One of the key mitigation efforts underway in Los Angeles has some vessels plugging into dockside electrical outlets instead of running their diesel engines; each ship that runs its engines while docked in Los Angeles generates an estimated 3 tons of nitrogen oxide and 350 pounds of soot.

Stockton contends there is a good reason it can’t similarly limit the pollution with the practice, known as “cold ironing.”

The Port of Los Angeles spent about $5 million to prepare its facility, and $300,000 apiece to retrofit four vessels belonging to China Shipping. The port has a contract with China Shipping, among other freight companies, and China Shipping vessels routinely use the port.

Advertisement

The Port of Stockton, however, is primarily a “tramp trade” port, where a ship may dock once “and we won’t see that ship again for 10 years,” said Kaspar, the deputy port director. It therefore would be impossible to equip every incoming ship with the technology, proponents argue, and useless to install such a system at the port.

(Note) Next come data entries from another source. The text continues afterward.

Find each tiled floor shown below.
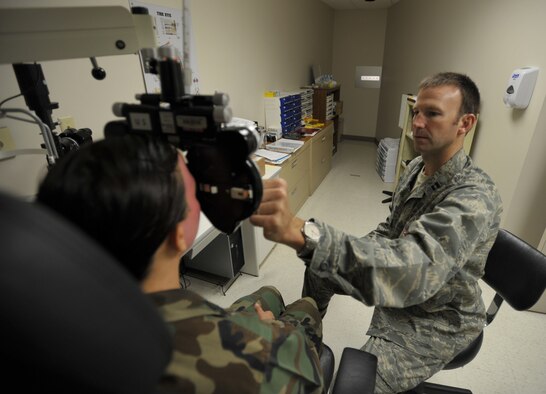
[186,140,546,394]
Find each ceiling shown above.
[322,0,399,10]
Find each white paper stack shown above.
[375,138,400,182]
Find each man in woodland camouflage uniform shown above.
[38,136,323,394]
[251,73,502,393]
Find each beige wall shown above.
[0,0,334,197]
[333,9,388,138]
[191,0,334,124]
[377,0,546,246]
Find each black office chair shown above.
[0,193,172,394]
[407,229,546,394]
[320,344,377,394]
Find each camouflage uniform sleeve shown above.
[309,184,498,308]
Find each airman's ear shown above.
[459,114,477,135]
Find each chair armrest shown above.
[332,347,377,394]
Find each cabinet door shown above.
[309,124,334,194]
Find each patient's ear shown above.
[169,220,188,253]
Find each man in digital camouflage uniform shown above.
[251,73,502,393]
[38,136,323,394]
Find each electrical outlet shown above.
[0,127,15,160]
[57,116,76,131]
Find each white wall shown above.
[333,8,388,139]
[377,0,546,246]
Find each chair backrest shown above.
[483,229,546,311]
[0,193,172,393]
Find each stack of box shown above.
[375,138,400,182]
[264,92,302,138]
[326,93,336,120]
[301,89,313,120]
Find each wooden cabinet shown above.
[313,86,342,153]
[309,123,334,194]
[393,96,477,190]
[279,142,311,212]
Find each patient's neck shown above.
[141,245,180,293]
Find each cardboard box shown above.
[334,101,343,115]
[252,155,265,176]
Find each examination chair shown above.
[0,192,172,394]
[406,229,546,394]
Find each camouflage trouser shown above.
[302,269,445,394]
[227,286,322,355]
[361,337,445,394]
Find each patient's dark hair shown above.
[37,135,186,280]
[419,72,480,116]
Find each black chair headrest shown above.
[0,193,172,393]
[483,229,546,311]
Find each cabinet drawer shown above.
[279,143,311,213]
[288,177,309,213]
[279,144,309,192]
[309,125,334,194]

Another point of contention revolves around the trucking associated with ships. Port officials point out that the average vessel it receives carries the equivalent of 1,300 big-rig truckloads of goods and material, in effect reducing truck traffic that would otherwise carry the goods between Stockton and the Bay Area.

However, the expansion is expected to generate the equivalent of 51,000 new vehicle trips every day for the loading, unloading and transportation of goods and, unlike the Port of Los Angeles, Stockton plans to make little use of new loaders and other vehicles that produce less greenhouse gases than traditional vehicles.

The San Joaquin River already is considered one of the most polluted waterways in California, and the port is located in the slow-moving waters of its delta, perhaps the most fouled section. Environmentalists say an expansion will wreak additional havoc in the river itself.

In addition to diesel oil and various other contaminants, cargo vessels can also act as accidental importers of nonnative marine species -- a new one of which turns up three or four times a year, according to the environmental group DeltaKeeper.

The expansion also would require considerable dredging of the San Joaquin. Stockton has a deep-water river channel that allows large vessels to chug all the way inland from San Francisco Bay, but parts of that channel need to be wider and deeper.

Advertisement

Neighbors and environmentalists filed suit after the port released its environmental impact report, a document that port officials contend is unusually thorough. They also point out that they extended the time allowed for community input on the project.

The report might have been detailed, said Bill Jennings, head of DeltaKeeper, but it was also “disingenuous. It didn’t address the myriad consequences of a major expansion at this port. And where problems were identified, they just said they can’t do anything about it.”

Port and some city officials disagree. But as they rush to take advantage of increasing business at California ports, opponents are simultaneously working to slow, and ultimately limit, the expansion.